AI Agents for Market Research: How I Used Them to Curate a Directory using PydanticAI

AI Agents for Market Research: How I Used Them to Curate a Directory using PydanticAI

I wanted to create a directory of free tools that not only serves as a resource for SEO geeks but also as inspiration for busy business owners aiming to drive organic traffic to their sites.

The process of building this using AI agents taught me how to:

  • Build an automated research process for a specific niche
  • That could be applied to many other types of research
  • Which runs 24/7 by itself and has quality control processes built in

Why I Made This Directory

I noticed that many developers and businesses were creating free tools, not just to offer value but also as a strategy to attract organic traffic. As you can see in the chart below, these tools provide a good ROI, but are expensive to build.

Part of this cost is hiring someone who knows what to build, and the other part is someone who knows how to build.

Image credit: NP Digital

I wanted to provide:

  • A centralized location for these tools to be discovered.
  • Inspiration for others looking to develop similar tools for SEO benefits.
  • In the future: guidance on how to build tools like this more efficiently aided by AI


The Challenge

The challenge was twofold:

  • Discovery: Finding these tools, including knowing what to search for in the first place!
  • Verification: Ensuring the tools are indeed free (no login required) and offer value.


My Solution

I harnessed the power of AI agents to automate this process:


System Architecture

There are so many AI agent frameworks to choose from - at the time of writing those include LangGraph, CrewAI, and AutoGen.

Underneath the hood, most agent frameworks rely heavily on Pydantic - essentially a way to make sure the right kind of data is going in and out of each agent and tool. The team behind Pydantic is also responsible for the massively popular FastAPI framework, and they recently released their own AI Agent system called PydanticAI.

I decided to go with PydanticAI because in my experience so far building with LLMs, it's typically the structure of inputs and outputs that causes headaches, which PydanticAI is focused on solving. I think they've already done a great job at that (including logging, built in retries, etc).

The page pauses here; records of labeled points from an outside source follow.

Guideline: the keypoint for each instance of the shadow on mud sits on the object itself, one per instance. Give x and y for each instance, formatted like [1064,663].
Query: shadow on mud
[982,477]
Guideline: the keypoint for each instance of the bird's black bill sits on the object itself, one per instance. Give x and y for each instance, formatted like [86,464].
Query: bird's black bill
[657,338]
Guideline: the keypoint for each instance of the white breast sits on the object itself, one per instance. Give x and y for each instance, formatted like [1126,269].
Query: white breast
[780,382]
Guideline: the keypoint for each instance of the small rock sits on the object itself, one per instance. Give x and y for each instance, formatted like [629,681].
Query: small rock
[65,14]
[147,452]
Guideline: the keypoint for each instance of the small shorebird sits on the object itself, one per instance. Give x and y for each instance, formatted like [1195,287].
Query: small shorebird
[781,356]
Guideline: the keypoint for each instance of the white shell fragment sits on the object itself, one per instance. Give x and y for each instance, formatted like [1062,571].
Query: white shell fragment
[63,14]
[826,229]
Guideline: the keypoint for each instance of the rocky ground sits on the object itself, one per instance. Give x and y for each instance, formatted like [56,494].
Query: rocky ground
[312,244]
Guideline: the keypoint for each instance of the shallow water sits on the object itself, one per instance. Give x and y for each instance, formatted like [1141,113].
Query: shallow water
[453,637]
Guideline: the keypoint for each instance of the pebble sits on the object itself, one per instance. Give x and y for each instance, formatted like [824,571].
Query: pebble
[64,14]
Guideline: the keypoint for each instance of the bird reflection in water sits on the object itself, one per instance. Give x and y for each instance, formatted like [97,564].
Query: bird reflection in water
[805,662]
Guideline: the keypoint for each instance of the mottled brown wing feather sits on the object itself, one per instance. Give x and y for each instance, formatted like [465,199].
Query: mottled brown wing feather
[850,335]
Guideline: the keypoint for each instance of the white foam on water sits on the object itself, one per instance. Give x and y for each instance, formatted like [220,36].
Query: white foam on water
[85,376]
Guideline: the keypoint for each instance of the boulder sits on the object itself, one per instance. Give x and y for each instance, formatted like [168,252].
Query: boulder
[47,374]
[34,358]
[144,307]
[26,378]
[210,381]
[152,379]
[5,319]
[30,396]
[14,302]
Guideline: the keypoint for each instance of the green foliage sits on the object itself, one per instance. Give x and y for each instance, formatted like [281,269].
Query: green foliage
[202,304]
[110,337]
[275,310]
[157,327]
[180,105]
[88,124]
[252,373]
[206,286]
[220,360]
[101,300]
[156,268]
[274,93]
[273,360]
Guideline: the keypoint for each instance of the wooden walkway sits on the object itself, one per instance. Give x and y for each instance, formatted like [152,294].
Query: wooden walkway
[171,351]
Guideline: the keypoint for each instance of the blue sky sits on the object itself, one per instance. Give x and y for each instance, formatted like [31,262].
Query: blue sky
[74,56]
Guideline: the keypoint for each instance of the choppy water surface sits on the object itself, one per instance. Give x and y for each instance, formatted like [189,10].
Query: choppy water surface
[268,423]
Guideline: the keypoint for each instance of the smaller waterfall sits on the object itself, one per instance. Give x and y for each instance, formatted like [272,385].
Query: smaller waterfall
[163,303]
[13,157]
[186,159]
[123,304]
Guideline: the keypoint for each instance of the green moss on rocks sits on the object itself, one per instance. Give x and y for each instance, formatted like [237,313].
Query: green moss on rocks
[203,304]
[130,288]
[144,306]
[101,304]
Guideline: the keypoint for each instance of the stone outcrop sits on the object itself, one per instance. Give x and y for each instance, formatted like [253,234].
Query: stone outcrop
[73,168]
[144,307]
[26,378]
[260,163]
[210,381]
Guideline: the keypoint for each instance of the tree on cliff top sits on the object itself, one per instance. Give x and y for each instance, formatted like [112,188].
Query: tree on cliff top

Plus, I tried LangGraph / LangChain and CrewAI and they both felt overcomplicated, and with not great documentation.



Core Components


1. Agent Framework: Built using PydanticAI for structured data handling and reliable input/output validation

2. Database Integration: Asynchronous compatible Django ORM operations for tool and category management

3. Caching Layer: Request caching using SQLite backend to prevent redundant API calls, especially during testing

4. Search Integration: Dual search capability using Bing and Serper APIs


Key Agents


The system implements four specialized AI agents:

suggest_agent = Agent(
    llm_model,
    result_type=ToolSuggestion,
    system_prompt="""..."""
)

search_agent = Agent(
    llm_model,
    system_prompt="""..."""
)

validation_agent = Agent(
    llm_model,
    result_type=WebsiteValidation,
    system_prompt="""..."""
)

categorization_agent = Agent(
    llm_model,
    result_type=CategorySuggestion,
    system_prompt="""..."""
)        

Each agent has a specific role:

- Suggestion Agent: Generates new tool ideas to research

- Search Agent: Finds and analyzes tool information

- Validation Agent: Ensures tools meet inclusion criteria

- Categorization Agent: Assigns tools to appropriate categories


Implementation Details


1. Tool Discovery Process


The discovery pipeline begins with the suggestion agent:


async def suggest_tools_to_research() -> ToolSuggestion:

    existing_data = await get_existing_data()

    

    for attempt in range(max_attempts):

        result = await suggest_agent.run(

            "Suggest a specific free tool to research. "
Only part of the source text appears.